Il est difficile de répondre à cette question. A cet égard, la construction d’un parc de 360 logements à Zurich Witikon (ndlr: quartier situé sur les hauteurs de Zurich) par la Fondation Swisscanto constituera un test intéressant. L’ensemble de ces bâtiments tiendront compte des critères de durabilité à la fois environnementaux mais aussi sociaux. Outre les émissions de CO2, le projet prendra en considération aussi des aspects tels que l’énergie «grise» utilisée, la préservation de la biodiversité, etc. Pour évaluer s’il existe une disposition à payer pour ces aspects, la Haute école d’économie de Zurich (ZHAW) va réaliser une étude sur ce sujet – nous sommes curieux d’en connaître les résultats.

Mon impression est que certains standards ne sont désormais plus véritablement considérés comme étant une véritable plus-value mais seulement une sorte de prérequis. Si beaucoup d’acheteurs étaient encore prêts il y a 10 ou 15 ans à payer davantage pour un bâtiment certifié Minergie, ce n’est désormais plus le cas pour les nouvelles constructions.

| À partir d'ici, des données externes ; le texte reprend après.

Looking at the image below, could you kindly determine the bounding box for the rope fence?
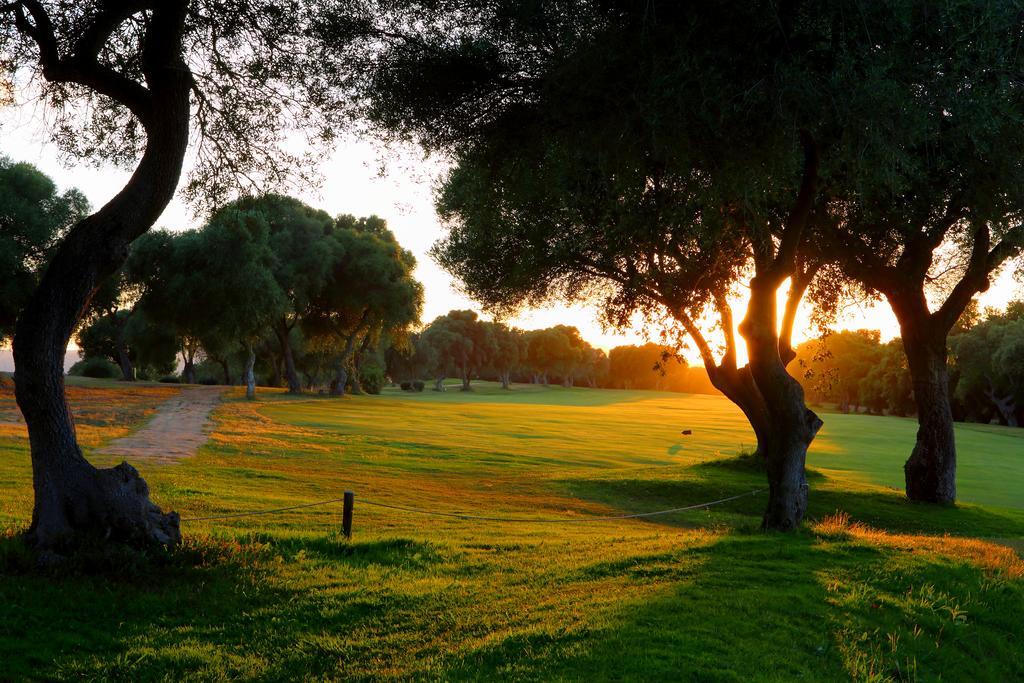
[180,488,766,535]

Les clients partent du principe que les nouveaux bâtiments satisfont à de telles normes.

Comment se compare le parc immobilier suisse par rapport au reste de l’Europe et des pays d’Europe du Nord en particulier?

En ce qui concerne les nouveaux bâtiments, le parc immobilier suisse se caractérise déjà par des standards très élevés. Les projets d’assainissements énergétiques sont nombreux. De manière générale, la Suisse est certainement plus avancée que l’Europe en moyenne.